Ketua IAAI Balinusra: Arkeolog Cilik Jadi Bukti Sosialisasi Arkeologi Kepada Generasi Muda

Ketua IAAI Balinusra: Arkeolog Cilik Jadi Bukti Sosialisasi Arkeologi Kepada Generasi Muda
Ketua Ikatan Ahli Arkeologi Indonesia (IAAI) wilayah Bali-Nusa Tenggara (Balinusra), Iwan Kristiawan menyatakan bahwa kegiatan belajar bersama arkeolog cilik menjadi bukti nyata keberhasilan sosialisasi arkeologi kepada generasi muda.


Mataram,(Beritantb.com) - Ketua Ikatan Ahli Arkeologi Indonesia (IAAI) wilayah Bali-Nusa Tenggara (Balinusra), Iwan Kristiawan menyatakan bahwa kegiatan belajar bersama arkeolog cilik menjadi bukti nyata keberhasilan sosialisasi arkeologi kepada generasi muda.
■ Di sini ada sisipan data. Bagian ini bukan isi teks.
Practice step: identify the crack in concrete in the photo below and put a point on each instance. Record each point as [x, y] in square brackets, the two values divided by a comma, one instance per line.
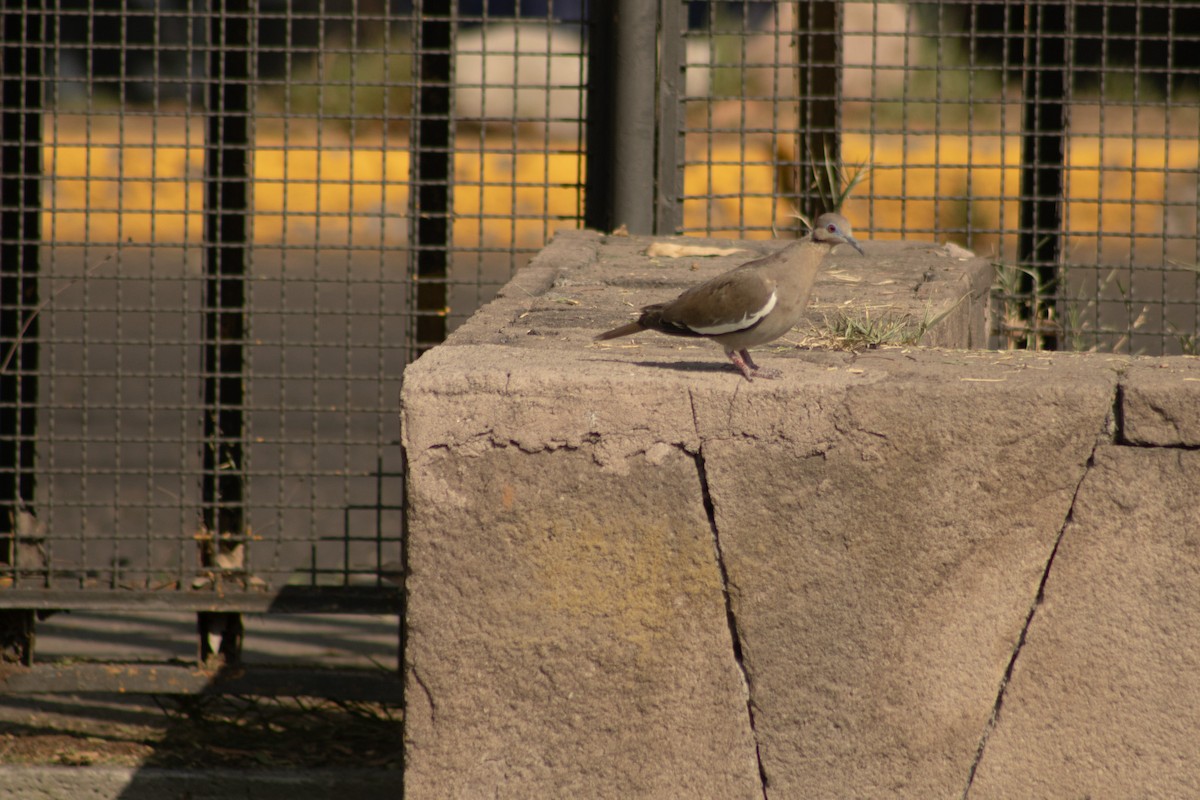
[425, 689]
[730, 615]
[1029, 621]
Pernyataan ini disampaikan dalam kegiatan Belajar Bersama Arkeologi Cilik yang digelar oleh Museum NTB sebagai bagian dari rangkaian kegiatan Lomba Cerdas Cermat Museum (LCCM) tahun 2025.


Kegiatan Belajar Bersama Arkeolog Cilik bertajuk ‘Mendunia: Mencintai Budaya, Mengenali Indonesia’ merupakan bagian dari upaya edukasi untuk menjadi arkeolog, yang melibatkan 60 siswa dari 20 sekolah menengah pertama yang terpilih menjadi peserta LCCM dari setiap kabupaten/kota di Nusa Tenggara Barat.


“Kita lihat kembali faktanya ternyata ini menarik. kampus itu sudah waktunya untuk turun melihat bahwa pontesi yang dilakukan oleh museum NTB ini adalah bukti bahwa mereka juga bisa seteara setidaknya kontruksi apa yang mereka sampaikan itu sebenrnya adalah bagian yang saya melihat di kampus. Jadi ini suatu keniscayaan”, ungkap Ketua IAAI Balinusra, Iwan Kristiawan di Mataram, Selasa (22/04/25)


Iwan megatakan arkeolog cilik ini juga merupakan bagian dari kegiatan pengabdian dan sosialisasi yang dilakukan oleh kampus-kampus. Memaang, tambahnya kegiatan seperti ini belum pernah dilakukan oleh kampus padahal sekolah-sekolah sangat tertarik mempelajari kebudayaan.


“Jadi saya justru ingin berencana menginisiasi teman-teman di universitas untuk melihat, karena ini adalah bukti”, tuturnya. 


Dengan begitu dirinya mengatakan agar kampus perlu melakaukan kerja sama dengan museum dalam kegiatan pengabdian dan sosialisasi. Menurutnya, kerja sama ini seperti simiosis mutualisme. Kampus membutuhkan sosialisasi untuk mahasiswa arkeologi yang kontennya tentang arkeologi, sementara museum membutuhkan salah satu jembatan ketika mengkonservasi budayanya.


“Jadi konservasi budaya itu jalannya kan banyak ya, jadi museum sebagai hulu dari semua artefak ini. kan muarannya ada di museum nah kampus punya tanggung jawab untuk memberikan atau menjelaskan caption yang ada di setiap museum”, tuturnya.(Red).